My prediction. Privacy and security among our digital devices will become a footnote in history. Behold the coming security meltdown, thanks to the Internet of Things and government intervention and overreach in our lives.
The Internet of Things is loosely defined as the growing network of physical objects embedded with electronics, sensors, software, and network connectivity; everything from fridge to car, from TV to the smart home. If a Mac can be locked up and ransomed, then what about your car?
Of Ransomware And Hackers
This past week the popular file sharing app Transmission had its installer hacked which could have encrypted your Mac and held it for ransom. In other words, you would not have been able to use your Mac unless you paid the ransom.
Every week we’re treated to news of seemingly secure government agencies or large corporations that are hacked and have data stolen. Yet, here’s the U.S. government on a rampage to reduce security of our devices to give us greater security. I’m not the only one who sees the problem in that but it extends much further.
Already underway, the Internet of Things promises to inundate humankind with a gazillion devices, all connected to the internet in some way or another, and all likely are as vulnerable as your Mac running the wrong version of Transmission.
How long before your electric car gets hacked and ransomed? It could come in an email message or a pop up message on the screen.
Your Tesla has been hacked and disabled. Pay 500-bitcoin to get it back.
Whoa! Is that even possible? Yes. And it could even be probable for many thousands of Tesla owners or anyone with a device that is connected to the Internet of Things.
Try another scenario.
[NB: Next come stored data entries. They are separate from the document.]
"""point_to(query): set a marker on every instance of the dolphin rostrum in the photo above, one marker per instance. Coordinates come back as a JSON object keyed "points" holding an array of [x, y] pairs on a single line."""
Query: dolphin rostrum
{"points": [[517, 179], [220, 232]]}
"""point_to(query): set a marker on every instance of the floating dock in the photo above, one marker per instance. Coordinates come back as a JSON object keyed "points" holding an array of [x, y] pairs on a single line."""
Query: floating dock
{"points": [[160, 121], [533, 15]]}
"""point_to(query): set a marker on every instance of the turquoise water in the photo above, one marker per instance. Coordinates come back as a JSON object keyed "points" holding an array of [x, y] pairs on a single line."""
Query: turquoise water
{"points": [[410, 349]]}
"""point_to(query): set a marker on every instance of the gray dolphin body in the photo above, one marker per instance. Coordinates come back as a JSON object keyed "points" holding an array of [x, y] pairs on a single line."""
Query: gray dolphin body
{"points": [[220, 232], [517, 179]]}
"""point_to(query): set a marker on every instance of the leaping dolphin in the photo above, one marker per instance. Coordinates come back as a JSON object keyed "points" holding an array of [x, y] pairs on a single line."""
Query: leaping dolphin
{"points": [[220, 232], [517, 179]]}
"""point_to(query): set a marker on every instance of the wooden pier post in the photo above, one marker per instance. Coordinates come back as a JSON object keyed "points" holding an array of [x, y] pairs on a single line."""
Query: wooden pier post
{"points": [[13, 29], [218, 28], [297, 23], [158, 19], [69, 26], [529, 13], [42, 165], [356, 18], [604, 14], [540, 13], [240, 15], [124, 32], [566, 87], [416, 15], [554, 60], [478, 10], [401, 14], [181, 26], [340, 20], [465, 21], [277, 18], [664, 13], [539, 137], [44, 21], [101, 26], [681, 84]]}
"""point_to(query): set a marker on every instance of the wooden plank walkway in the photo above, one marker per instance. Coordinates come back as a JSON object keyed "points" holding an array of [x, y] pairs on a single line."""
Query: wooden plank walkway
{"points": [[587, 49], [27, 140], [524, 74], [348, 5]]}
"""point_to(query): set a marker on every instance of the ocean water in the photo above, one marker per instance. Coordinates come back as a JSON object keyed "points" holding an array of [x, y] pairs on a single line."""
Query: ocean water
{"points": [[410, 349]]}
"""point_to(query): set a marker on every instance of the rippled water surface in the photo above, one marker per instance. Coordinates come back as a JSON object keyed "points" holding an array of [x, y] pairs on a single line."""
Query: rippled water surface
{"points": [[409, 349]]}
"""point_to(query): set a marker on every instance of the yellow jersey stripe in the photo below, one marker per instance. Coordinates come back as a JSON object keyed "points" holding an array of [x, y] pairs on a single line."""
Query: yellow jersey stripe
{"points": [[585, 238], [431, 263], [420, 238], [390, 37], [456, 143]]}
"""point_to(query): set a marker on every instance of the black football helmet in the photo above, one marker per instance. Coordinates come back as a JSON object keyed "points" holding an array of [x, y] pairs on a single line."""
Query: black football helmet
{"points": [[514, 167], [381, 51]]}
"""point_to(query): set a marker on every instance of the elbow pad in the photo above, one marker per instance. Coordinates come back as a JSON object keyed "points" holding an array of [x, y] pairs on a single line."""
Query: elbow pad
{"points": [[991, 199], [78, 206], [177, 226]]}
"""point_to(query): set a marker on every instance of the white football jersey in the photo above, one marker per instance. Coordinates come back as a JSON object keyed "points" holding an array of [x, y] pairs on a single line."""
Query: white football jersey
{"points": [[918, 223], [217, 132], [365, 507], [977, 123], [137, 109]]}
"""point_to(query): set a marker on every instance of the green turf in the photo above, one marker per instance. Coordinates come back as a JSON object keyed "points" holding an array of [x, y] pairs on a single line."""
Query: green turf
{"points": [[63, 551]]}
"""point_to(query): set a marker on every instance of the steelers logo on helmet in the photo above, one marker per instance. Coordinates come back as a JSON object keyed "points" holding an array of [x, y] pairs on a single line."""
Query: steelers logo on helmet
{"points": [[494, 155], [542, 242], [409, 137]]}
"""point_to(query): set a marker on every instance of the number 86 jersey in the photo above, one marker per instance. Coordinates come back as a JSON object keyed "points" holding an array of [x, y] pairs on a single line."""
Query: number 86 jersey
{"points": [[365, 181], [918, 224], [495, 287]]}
You’ve just arrived at home after a shopping trip. You try to open the garage door but it won’t open. It happens. But not this way.
Your home has been hacked and locked up. Pay 500-bitcoin to get it open.
The same scenario could apply to other devices at home, work, or on your person. If the government gets a back door to open up previously secure iPhones, how long before hackers, criminals, and terrorists get the same access? And once inside how long before your device comes with a ransom?
Hackers working for Iran captured a U.S. drone which used GPS to fly over specific locations. The spoofed GPS enabled Iran to take the drone off course where it landed and was confiscated by the military. Could the same thing happen to your car, electric or otherwise? Don’t snicker or laugh. This is serious. Government agencies and corporations that are hacked are in the news every week. And those are only the ones we hear about. It’s likely that much worse is going on elsewhere.
Privacy is a different issue than security, though both are related. But it’s easy to extend this coming security meltdown from the car to the home to the person. Imagine getting an email that your pacemaker has been hacked and hijacked and is up for ransom. Pay money or it gets turned off.
All these connected devices can bring convenience to humankind, but as we’ve seen with networks and computers, all of which are vulnerable to some kind of attack or hack, there is a danger which is yet to be realized. And our government wants to reduce our levels of privacy and security– in the name of security. Folks, we have bigger fish to fry.